I hope Kate Atkinson had as much fun writing Death at the Sign of the Rook as I had reading this latest episode in her Jackson Brodie series.
It’s been twenty years since Brodie first made an appearance as a former soldier and police officer, turned private investigator. Since then we’ve seen that, beneath his tough-guy persona he’s a bit of a softie, unable to say no to appeals for help on behalf of the bereaved, the lost and the swindled.
In his latest outing he’s called in by siblings to investigate the disappearance of a painting from their mother’s house. The Woman with a Weasel went missing on the morning she died; the same day on which her carer Melanie was last seen.. Brodie finds parallels with the theft of a Turner from Burton Makepeace — a nearby stately home — several years earlier. That same night the housekeeper vanished without trace.
Brodie sets off for Burton Makepeace intent on discovering if his instincts are right and the similarity between the two cases is just too much of a coincidence. He arm twists a former colleague, detective constable Reggie Chase, into giving him a helping hand. The pair end up trapped at Burton Makepeace in the midst of a snowstorm, along with a shambolic group of actors who are meant to be staging a murder mystery evening.
If you read the publicity materials for Death at the Sign of the Rook you’ll see it described as a homage to the locked room mysteries popular during the Golden Age of crime fiction. Actually the “locked in” element doesn’t make an appearance until the last third of the novel. Up until that point the novel is mainly concerned with establishing the principal characters and with Brodie’s attempts to piece together the pieces of the puzzle about The Woman with a Weasel.

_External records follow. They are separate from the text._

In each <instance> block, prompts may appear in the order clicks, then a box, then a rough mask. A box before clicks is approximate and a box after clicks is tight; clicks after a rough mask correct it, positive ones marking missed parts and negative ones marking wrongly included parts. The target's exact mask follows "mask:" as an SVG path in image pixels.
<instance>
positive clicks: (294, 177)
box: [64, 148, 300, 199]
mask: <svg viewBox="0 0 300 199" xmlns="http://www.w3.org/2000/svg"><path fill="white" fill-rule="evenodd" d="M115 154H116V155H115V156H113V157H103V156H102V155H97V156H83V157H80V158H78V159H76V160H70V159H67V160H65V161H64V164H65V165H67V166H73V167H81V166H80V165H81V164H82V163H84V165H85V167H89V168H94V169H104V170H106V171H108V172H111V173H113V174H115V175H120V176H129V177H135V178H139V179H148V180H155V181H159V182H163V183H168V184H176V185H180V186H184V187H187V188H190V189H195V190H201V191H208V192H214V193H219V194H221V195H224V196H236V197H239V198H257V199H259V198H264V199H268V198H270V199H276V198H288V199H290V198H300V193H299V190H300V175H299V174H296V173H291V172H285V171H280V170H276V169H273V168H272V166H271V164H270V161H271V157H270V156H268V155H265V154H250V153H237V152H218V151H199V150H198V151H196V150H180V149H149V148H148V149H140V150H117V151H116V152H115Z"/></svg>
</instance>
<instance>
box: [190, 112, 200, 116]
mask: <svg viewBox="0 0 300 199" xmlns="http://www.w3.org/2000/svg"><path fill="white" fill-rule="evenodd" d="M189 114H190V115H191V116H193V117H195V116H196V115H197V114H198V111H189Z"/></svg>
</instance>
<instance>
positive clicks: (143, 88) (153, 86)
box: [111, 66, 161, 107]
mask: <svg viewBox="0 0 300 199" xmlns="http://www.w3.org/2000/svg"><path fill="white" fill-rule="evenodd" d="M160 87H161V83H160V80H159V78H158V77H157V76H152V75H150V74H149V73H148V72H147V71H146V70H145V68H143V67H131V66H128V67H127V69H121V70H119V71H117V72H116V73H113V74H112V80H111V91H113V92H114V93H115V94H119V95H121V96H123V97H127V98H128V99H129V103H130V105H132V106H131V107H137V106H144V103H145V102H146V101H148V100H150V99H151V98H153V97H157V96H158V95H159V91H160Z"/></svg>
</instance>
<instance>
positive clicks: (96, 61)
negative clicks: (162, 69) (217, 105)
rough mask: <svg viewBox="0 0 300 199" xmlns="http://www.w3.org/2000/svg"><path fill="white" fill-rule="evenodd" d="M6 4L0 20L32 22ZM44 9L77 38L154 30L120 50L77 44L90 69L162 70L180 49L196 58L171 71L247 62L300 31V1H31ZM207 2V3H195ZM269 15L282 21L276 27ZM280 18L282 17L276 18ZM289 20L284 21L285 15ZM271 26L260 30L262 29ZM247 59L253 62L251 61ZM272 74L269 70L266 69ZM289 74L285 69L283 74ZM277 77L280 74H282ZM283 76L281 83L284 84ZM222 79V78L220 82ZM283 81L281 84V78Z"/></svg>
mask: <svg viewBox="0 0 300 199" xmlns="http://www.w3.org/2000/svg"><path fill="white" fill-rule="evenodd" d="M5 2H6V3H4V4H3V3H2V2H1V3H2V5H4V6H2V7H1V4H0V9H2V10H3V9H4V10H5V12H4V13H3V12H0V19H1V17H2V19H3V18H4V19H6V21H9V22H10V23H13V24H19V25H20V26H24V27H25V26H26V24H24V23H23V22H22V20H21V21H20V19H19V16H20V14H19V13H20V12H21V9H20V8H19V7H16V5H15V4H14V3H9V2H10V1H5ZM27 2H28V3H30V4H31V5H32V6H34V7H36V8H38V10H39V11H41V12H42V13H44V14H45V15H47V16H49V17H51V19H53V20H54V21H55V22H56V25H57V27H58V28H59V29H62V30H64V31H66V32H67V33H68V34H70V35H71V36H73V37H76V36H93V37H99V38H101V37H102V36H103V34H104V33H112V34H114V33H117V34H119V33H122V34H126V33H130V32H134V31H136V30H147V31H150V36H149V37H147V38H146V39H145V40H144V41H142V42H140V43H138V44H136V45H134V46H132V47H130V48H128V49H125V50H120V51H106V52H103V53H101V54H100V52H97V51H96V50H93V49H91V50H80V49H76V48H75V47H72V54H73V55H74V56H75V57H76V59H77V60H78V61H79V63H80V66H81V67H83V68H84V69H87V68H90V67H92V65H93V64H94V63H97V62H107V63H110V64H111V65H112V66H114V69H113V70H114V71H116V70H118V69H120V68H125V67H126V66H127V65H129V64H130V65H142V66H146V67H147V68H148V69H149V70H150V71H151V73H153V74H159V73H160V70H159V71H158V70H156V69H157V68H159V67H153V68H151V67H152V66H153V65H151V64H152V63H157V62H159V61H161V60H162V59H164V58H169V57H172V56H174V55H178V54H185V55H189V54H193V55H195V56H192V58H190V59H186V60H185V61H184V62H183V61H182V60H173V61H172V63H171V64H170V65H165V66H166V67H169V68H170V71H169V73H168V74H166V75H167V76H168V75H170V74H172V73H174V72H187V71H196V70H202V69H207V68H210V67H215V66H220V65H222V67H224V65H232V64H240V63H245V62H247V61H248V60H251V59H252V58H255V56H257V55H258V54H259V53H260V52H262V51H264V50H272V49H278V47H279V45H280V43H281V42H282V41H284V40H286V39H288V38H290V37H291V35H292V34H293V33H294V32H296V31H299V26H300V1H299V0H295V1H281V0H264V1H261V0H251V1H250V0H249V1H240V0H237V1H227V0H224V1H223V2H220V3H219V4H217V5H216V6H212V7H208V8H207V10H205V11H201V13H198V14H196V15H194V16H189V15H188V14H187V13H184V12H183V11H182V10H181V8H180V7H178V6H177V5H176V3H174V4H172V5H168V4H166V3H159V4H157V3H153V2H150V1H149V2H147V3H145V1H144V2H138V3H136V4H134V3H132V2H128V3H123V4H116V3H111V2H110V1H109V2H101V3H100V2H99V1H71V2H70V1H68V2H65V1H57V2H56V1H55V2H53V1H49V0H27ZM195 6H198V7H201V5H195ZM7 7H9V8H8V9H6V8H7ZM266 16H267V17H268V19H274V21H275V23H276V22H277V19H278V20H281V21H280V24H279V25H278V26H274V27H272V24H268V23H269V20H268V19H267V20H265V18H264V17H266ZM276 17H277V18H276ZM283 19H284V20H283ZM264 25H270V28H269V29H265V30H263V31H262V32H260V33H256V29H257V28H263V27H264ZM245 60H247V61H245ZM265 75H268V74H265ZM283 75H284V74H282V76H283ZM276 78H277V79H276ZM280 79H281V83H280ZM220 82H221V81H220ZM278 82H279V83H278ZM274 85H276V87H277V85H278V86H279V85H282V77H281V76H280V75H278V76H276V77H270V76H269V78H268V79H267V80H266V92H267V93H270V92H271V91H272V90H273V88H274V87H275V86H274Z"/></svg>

If you read other Golden Age mysteries you’ll soon recognise that Atkinson is offering up some of the stock characters from those novels — so we get an aged dowager; a vicar; a wayward son and a butler. But here they’re given more substance than usual as if Atkinson is giving a sly wink to the past but then heading off in a different direction.
Time spent with those characters isn’t wasted. They are a joy — my favourite was the Reverend Simon Cate who has a habit of wandering around the graveyard nodding greetings to the occupants to reassure them they have not been forgotten. He wakes one morning to find he’s lost his voice alongside his faith, which is a major impediment when he has to visit parishioners or deliver the Sunday service.
Those scenes are pure farce, setting us up nicely for the full blown farce that ensues when actors, detectives, aristocrats; employees and paying guests are all holed up at Burton Makepeace. A body in the pantry; secret passages; fake deaths and a dangerous escaped prisoner at loose on the moors. You name it; this novel has it all. It’s all highly improbable yet hilarious because Atkinson knows it’s ridiculous yet somehow makes it entertaining.
Death at the Sign of the Rook isn’t high literature by any stretch of the imagination. But if you’re looking for sheer entertainment and a book to cosy up with after the festive slump, this would be perfect.